Medusa Training Loss #95

TomYang-TZ · 2024-04-07T15:56:37Z

When utilizing Axolotl, the training loss reduces to 0 following the gradient accumulation steps. Is this expected behaviour?

With Torchrun, the training loss consistently remains NaN.
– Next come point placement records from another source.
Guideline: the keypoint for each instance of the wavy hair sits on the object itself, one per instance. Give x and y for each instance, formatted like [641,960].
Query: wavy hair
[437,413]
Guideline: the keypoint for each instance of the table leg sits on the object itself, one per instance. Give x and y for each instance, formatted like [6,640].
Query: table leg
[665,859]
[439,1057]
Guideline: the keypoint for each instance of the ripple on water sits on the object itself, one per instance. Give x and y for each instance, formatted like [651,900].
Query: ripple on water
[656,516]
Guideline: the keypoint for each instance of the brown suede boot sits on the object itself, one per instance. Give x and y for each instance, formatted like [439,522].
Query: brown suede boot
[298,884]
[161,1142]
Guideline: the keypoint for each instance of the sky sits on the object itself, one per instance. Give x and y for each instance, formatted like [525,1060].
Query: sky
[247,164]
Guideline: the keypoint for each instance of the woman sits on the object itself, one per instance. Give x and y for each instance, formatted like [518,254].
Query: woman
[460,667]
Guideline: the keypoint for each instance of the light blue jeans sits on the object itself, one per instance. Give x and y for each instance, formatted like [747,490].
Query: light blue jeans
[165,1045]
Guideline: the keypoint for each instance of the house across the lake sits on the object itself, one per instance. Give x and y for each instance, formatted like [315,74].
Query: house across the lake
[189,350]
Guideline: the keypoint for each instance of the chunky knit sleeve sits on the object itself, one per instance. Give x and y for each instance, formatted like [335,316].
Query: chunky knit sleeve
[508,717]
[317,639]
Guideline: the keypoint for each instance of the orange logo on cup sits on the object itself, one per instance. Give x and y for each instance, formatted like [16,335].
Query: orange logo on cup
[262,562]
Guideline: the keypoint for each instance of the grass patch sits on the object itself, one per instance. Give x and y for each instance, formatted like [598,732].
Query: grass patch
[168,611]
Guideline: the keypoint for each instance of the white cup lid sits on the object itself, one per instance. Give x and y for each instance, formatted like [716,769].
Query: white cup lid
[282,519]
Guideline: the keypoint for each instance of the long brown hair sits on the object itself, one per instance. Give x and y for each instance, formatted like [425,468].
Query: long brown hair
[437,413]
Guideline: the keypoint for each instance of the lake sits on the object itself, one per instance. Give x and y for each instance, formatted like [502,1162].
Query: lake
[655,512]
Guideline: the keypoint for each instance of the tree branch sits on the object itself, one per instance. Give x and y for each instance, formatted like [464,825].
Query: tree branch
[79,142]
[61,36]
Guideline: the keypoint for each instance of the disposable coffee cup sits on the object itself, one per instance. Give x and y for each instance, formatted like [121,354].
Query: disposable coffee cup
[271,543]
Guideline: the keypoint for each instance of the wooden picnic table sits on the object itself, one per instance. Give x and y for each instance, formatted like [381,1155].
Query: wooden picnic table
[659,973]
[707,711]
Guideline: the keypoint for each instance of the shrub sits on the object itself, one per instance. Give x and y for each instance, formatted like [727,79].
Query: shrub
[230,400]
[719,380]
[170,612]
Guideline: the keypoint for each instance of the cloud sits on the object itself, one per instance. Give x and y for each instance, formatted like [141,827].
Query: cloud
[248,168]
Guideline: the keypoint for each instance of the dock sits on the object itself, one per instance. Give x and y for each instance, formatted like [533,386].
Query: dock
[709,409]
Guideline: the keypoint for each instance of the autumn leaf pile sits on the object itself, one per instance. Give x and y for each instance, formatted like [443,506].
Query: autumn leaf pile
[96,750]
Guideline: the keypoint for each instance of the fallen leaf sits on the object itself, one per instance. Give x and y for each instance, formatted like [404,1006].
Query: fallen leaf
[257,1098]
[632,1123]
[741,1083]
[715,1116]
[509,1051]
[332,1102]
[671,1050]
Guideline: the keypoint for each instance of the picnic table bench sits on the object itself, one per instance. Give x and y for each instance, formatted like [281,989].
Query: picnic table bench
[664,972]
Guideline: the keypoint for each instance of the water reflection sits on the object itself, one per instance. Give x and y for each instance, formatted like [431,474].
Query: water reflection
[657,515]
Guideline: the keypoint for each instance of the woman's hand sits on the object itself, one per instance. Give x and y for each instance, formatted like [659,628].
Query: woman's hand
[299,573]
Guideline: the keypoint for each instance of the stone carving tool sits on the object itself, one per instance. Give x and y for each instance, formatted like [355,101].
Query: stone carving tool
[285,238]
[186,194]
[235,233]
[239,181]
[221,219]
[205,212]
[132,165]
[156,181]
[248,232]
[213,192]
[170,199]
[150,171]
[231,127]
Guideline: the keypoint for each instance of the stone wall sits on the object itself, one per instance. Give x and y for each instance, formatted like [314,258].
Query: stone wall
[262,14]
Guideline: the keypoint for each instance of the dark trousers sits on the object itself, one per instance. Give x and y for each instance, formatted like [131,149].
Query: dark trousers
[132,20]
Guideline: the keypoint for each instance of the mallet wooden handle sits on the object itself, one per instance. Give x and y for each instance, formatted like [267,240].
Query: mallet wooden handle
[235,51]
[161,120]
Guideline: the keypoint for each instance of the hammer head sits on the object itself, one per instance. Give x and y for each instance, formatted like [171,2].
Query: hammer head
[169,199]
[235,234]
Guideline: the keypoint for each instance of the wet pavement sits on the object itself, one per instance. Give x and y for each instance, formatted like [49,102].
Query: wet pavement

Thanks for the help!! Here is the training configuration:
base_model: teknium/OpenHermes-2.5-Mistral-7B
base_model_config: teknium/OpenHermes-2.5-Mistral-7B
model_type: MistralForCausalLM
tokenizer_type: LlamaTokenizer
is_llama_derived_model: false

load_in_8bit: false
load_in_4bit: false
strict: false

datasets:

path: ShareGPT_Vicuna_unfiltered/ShareGPT_V4.3_unfiltered_cleaned_split.json
type: sharegpt
dataset_prepared_path:
val_set_size: 0.1
output_dir: ./openhermes7B_medusa_stage1

sequence_len: 4096
sample_packing: true
pad_to_sequence_len: true

wandb_project:
wandb_entity:
wandb_watch:
wandb_run_id:
wandb_log_model:

gradient_accumulation_steps: 4
micro_batch_size: 2
num_epochs: 2
optimizer: adamw_bnb_8bit
lr_scheduler: cosine
learning_rate: 0.0005

train_on_inputs: false
group_by_length: false
bf16: true
fp16: false
tf32: false

gradient_checkpointing: true
early_stopping_patience:
resume_from_checkpoint:
local_rank:
logging_steps: 1
xformers_attention:
flash_attention: true
use_reentrant: True

warmup_steps: 40
eval_steps: 0.01
evaluation_strategy: steps
save_strategy: steps
save_steps:
save_total_limit: 1
debug:
deepspeed:
weight_decay: 0.0
fsdp:
fsdp_config:
special_tokens:
bos_token: ""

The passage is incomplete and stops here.